The Endeavor E-3 bass is phenomenal; tight, punchy, appreciably deep for a relatively small cabinet, and it easily pressurizes a room. Other speakers may have MORE bass, like the Atohm GT-3, but the quality of the E-3 bass is fantastic and will please everyone but the most ridiculous of bass heads. Imaging is good on the E-3, but I think the wide dispersion tweeter and finding optimum room placement might limit the E-3 a bit. But I think it’s a trade off to get a large soundstage and presence, which the E-3 does exceptionally well.
Finally, that leaves the E-3 midrange. The Kevlar midrange was so clean and clear that it added nothing to the sound that I could discern. Other speakers had a character to the midrange that always seemed to add something. It could be tone, sweetness, forwardness, warmth, etc. The E-3 did none of this. It seemed to just play what was on the source. The E-3 never sounded dry or analytical despite the accuracy and frequency neutrality it presented, but it also didn’t add any tone or spurious harmonic structure to the music either. Folks looking for midranges dripping with warmth and gooeyness need to look elsewhere.
Again, in the right system, and from a longevity of listen perspective this is a better design approach than something with pizzazz and in-your-face antics that quickly leads to fatigue.

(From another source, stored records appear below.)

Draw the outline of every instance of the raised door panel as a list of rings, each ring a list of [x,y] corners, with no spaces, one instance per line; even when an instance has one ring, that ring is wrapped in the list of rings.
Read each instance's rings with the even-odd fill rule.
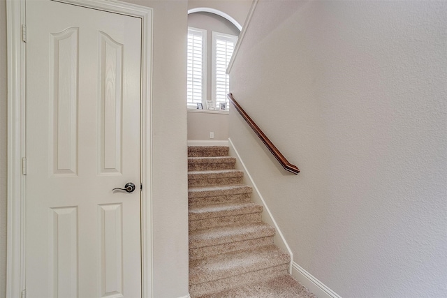
[[[99,39],[100,173],[119,174],[122,160],[123,45],[101,31]]]
[[[50,168],[54,176],[78,174],[79,28],[50,38]]]
[[[52,298],[77,298],[78,207],[50,209],[50,289]]]

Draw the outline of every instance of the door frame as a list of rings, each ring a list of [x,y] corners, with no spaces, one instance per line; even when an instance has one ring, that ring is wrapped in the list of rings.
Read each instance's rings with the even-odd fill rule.
[[[152,8],[117,0],[52,0],[141,19],[142,297],[153,297],[152,267]],[[6,297],[25,289],[26,25],[25,0],[6,1],[8,55],[8,209]]]

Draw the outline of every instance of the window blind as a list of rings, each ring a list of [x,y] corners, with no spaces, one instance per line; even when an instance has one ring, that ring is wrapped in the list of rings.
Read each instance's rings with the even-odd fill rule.
[[[237,37],[213,32],[213,101],[219,109],[221,103],[227,103],[226,95],[230,92],[230,77],[226,68],[234,51]],[[228,108],[228,105],[227,105]]]
[[[188,29],[187,96],[189,105],[205,98],[205,43],[206,31]]]

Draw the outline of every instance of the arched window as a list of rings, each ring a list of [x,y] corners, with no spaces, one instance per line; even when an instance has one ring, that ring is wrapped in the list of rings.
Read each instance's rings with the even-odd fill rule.
[[[230,80],[226,71],[240,31],[210,12],[190,13],[188,25],[188,108],[228,110]]]

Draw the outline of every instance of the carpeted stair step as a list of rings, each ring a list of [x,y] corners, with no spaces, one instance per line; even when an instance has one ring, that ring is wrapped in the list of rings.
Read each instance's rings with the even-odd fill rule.
[[[251,283],[235,289],[219,292],[202,298],[316,298],[315,295],[289,274],[268,281]]]
[[[274,246],[191,260],[189,292],[197,297],[287,274],[290,260]]]
[[[237,223],[259,223],[262,211],[262,206],[252,202],[191,207],[188,210],[189,230],[224,227]]]
[[[237,170],[191,171],[188,172],[188,186],[240,184],[244,172]]]
[[[273,245],[274,228],[264,223],[235,224],[189,233],[189,260]]]
[[[189,157],[189,171],[234,169],[236,158],[230,156]]]
[[[252,188],[245,184],[190,187],[188,189],[188,205],[191,207],[251,202],[251,192]]]
[[[189,146],[188,157],[228,156],[228,146]]]

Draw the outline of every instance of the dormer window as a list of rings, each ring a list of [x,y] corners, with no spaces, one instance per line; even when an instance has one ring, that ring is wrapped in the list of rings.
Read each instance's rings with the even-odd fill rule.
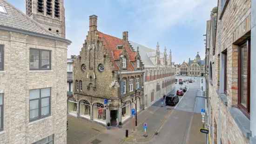
[[[123,64],[123,68],[126,68],[126,58],[122,58],[122,63]]]
[[[116,48],[119,50],[123,49],[123,45],[117,46],[116,46]]]
[[[137,59],[137,67],[141,67],[141,61],[139,59]]]

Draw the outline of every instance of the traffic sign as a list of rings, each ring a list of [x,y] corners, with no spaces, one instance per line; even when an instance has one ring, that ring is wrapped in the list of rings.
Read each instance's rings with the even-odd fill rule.
[[[132,109],[132,115],[135,116],[135,109]]]
[[[200,129],[200,132],[202,132],[202,133],[206,133],[206,134],[208,134],[208,133],[209,133],[209,130],[201,128],[201,129]]]
[[[105,105],[108,104],[108,99],[104,99],[104,104]]]

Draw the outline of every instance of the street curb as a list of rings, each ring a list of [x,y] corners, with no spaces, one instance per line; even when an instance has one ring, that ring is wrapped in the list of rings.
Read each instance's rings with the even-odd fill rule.
[[[162,120],[161,124],[160,124],[160,126],[155,131],[155,132],[153,132],[153,133],[151,133],[150,135],[149,135],[147,138],[142,138],[142,139],[141,139],[141,138],[139,138],[139,139],[136,139],[135,138],[134,138],[133,136],[128,137],[127,138],[125,138],[123,140],[122,140],[119,144],[122,144],[124,142],[143,142],[145,141],[148,141],[152,138],[153,138],[155,136],[155,132],[159,133],[160,130],[162,128],[162,126],[163,125],[163,124],[164,124],[165,122],[166,121],[167,119],[170,116],[171,113],[172,113],[172,111],[171,111],[169,112],[168,112],[168,114],[166,116],[164,116],[164,118]]]

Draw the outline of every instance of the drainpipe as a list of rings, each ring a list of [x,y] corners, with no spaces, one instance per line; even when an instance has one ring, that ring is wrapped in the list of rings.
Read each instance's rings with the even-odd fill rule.
[[[251,60],[250,60],[250,130],[251,137],[250,137],[250,143],[256,144],[256,105],[254,105],[254,102],[256,102],[256,0],[251,0]],[[253,122],[254,122],[254,123]]]

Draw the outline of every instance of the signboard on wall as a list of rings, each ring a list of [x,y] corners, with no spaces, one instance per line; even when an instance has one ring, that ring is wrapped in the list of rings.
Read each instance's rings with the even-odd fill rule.
[[[205,92],[205,79],[201,78],[200,81],[200,91],[201,92]]]

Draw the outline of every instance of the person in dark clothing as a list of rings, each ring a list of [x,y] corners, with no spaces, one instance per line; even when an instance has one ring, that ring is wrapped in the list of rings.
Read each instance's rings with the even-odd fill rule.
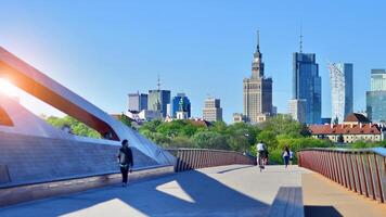
[[[285,164],[285,168],[288,167],[290,164],[290,148],[288,145],[285,145],[284,152],[283,152],[283,158],[284,158],[284,164]]]
[[[118,151],[118,163],[120,167],[120,173],[121,173],[121,183],[123,187],[127,186],[127,179],[128,179],[128,174],[129,171],[132,171],[132,166],[133,166],[133,161],[132,161],[132,152],[131,149],[129,148],[129,142],[125,139],[121,142],[121,148]]]

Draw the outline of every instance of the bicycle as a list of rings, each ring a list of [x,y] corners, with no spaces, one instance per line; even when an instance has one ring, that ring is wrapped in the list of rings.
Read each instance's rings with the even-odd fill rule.
[[[260,171],[266,168],[267,165],[267,156],[263,153],[259,153],[257,157],[257,165],[259,165]]]

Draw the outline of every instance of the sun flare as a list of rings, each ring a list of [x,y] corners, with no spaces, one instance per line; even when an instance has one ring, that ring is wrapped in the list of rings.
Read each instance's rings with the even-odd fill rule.
[[[9,97],[18,97],[18,90],[8,79],[0,78],[0,92]]]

I do need to mention the power handling of the E-3. The recommended 60 watts/channel is really a minimum. I did have a 20 wpc First Watt J-2 on hand that I hooked up and it just didn’t have the juice to drive the E-3. The bass was flat and lifeless, which no longer supported the midrange, and the imaging suffered. The J-2 usually images great, but wasn’t up to the task so I pulled it out of the system.
Those looking to power the E-3 with flea-weight electronics beware.

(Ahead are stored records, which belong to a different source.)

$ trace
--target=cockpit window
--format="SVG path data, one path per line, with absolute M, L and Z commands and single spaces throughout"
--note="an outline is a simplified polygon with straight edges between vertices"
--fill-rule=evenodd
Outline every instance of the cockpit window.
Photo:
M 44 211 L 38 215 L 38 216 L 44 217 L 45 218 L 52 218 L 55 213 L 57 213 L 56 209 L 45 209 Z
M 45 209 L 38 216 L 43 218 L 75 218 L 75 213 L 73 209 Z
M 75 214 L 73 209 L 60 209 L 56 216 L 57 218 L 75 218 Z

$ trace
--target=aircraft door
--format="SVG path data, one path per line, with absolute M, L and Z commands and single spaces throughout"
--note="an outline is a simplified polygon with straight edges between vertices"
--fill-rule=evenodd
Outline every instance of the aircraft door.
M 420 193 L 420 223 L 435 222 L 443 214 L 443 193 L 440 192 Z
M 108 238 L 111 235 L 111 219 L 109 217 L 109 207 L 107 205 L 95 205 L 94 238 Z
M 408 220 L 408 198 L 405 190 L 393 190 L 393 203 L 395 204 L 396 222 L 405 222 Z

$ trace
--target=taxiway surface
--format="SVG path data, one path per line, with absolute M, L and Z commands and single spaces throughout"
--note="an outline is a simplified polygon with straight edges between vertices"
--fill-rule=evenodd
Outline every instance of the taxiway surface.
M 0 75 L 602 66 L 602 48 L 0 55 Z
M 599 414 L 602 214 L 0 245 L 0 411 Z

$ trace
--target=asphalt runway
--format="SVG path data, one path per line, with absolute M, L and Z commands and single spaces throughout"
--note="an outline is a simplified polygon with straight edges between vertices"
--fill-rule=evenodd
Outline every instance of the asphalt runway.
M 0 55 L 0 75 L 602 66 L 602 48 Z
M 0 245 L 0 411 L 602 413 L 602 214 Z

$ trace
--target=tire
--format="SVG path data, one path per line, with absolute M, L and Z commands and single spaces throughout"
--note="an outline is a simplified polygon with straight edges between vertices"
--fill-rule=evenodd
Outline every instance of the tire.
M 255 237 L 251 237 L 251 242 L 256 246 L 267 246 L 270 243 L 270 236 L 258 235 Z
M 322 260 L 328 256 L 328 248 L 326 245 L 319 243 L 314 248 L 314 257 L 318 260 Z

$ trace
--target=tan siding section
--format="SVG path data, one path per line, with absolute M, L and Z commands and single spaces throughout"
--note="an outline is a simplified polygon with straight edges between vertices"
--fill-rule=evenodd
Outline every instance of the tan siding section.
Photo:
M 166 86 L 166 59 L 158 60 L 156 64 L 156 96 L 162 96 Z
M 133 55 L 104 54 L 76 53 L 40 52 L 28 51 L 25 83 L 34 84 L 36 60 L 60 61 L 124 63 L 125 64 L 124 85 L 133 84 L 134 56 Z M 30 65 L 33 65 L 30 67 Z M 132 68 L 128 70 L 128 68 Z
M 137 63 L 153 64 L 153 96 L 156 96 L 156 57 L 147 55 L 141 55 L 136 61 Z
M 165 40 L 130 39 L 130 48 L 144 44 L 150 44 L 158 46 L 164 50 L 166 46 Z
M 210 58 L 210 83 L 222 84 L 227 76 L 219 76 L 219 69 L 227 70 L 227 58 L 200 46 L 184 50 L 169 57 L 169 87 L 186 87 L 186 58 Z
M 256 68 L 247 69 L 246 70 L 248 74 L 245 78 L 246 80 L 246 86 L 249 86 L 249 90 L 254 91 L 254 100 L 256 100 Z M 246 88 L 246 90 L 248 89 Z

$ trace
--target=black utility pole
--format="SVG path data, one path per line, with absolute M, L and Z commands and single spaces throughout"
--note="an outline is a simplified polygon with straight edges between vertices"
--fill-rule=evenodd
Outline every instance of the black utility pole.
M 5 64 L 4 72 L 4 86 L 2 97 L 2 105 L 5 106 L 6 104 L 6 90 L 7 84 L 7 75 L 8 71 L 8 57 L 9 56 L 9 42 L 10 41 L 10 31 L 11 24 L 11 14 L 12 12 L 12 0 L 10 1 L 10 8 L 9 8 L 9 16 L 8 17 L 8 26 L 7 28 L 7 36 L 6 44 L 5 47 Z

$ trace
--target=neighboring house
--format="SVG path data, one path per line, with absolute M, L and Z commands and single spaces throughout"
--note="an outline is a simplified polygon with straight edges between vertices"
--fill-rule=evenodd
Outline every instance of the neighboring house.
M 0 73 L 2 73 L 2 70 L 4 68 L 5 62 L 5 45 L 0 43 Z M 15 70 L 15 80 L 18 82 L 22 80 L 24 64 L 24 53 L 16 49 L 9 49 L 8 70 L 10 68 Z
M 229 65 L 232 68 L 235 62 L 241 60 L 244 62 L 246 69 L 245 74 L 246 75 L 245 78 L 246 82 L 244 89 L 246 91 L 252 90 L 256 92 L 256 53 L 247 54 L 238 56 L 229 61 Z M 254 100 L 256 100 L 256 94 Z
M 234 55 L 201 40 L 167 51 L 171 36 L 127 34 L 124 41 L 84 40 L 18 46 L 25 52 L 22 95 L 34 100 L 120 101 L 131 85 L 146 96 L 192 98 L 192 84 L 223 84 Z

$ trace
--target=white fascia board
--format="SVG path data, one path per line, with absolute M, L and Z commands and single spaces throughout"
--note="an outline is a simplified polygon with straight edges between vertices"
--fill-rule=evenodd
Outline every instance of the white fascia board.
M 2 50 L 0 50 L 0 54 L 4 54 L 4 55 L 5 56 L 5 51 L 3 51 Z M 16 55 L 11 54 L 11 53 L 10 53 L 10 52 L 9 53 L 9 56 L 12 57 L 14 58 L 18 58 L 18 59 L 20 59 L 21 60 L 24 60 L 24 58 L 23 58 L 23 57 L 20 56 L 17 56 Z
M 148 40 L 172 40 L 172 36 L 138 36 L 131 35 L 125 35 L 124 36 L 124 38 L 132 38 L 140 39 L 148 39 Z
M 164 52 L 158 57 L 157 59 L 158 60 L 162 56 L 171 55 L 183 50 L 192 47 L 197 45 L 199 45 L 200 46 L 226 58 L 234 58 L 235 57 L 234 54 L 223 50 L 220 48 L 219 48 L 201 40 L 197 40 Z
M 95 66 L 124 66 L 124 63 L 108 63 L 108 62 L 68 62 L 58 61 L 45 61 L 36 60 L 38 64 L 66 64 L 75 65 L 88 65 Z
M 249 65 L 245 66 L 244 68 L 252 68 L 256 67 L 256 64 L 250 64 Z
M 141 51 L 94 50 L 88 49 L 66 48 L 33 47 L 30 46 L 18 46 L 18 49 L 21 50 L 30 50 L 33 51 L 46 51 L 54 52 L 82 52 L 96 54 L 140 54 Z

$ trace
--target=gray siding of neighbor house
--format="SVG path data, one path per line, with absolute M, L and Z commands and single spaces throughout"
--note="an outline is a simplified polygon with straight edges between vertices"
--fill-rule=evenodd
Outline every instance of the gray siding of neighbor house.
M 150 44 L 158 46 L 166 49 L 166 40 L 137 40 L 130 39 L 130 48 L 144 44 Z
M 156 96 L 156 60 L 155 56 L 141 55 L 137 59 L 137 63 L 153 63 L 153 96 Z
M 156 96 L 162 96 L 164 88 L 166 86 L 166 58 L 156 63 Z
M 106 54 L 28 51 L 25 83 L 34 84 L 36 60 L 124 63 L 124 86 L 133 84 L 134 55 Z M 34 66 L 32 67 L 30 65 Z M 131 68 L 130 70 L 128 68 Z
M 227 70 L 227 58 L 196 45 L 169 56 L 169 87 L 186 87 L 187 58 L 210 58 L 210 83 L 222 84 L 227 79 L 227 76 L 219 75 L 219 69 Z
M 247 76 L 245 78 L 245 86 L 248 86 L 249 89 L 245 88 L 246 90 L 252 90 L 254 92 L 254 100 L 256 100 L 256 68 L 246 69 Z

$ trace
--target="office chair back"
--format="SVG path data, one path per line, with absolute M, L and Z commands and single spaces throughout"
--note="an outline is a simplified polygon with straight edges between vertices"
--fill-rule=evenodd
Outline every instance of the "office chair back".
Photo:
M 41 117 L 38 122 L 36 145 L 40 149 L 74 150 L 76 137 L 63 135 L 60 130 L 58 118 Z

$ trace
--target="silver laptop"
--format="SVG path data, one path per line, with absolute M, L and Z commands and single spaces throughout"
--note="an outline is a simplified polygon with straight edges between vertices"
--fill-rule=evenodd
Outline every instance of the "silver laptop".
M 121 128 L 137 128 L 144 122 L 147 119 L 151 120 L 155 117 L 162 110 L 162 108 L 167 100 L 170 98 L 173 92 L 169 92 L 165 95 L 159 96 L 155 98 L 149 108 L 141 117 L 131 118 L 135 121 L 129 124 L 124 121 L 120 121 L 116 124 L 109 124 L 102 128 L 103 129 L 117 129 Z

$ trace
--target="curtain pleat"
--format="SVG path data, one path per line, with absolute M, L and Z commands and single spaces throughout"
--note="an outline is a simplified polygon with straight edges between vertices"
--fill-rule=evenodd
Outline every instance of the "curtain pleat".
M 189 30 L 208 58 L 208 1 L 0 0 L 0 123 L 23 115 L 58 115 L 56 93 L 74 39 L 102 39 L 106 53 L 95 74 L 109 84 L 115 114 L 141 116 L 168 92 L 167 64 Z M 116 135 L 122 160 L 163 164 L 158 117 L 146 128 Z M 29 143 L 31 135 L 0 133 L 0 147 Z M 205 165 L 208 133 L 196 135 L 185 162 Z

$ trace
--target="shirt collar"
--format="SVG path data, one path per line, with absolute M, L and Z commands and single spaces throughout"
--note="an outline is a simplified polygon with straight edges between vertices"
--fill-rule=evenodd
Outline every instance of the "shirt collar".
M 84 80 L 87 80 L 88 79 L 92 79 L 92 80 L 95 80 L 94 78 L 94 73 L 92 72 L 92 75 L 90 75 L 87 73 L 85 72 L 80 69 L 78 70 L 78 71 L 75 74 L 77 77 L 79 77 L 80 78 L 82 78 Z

In closing, the VSA Endeavor E-3 MkII is a strong performer in a very competitive market. Is it the best in its category? Maybe if you are looking for a great all-around performer with amazing bass, a large soundstage, the ability to play as loud as you would ever want. The E-3 has a neutral and true to the music presentation instead of sculpted frequency response or tone, so if that is your musical cup of tea check out the E-3. I enjoyed my time with the VSA and highly recommend it.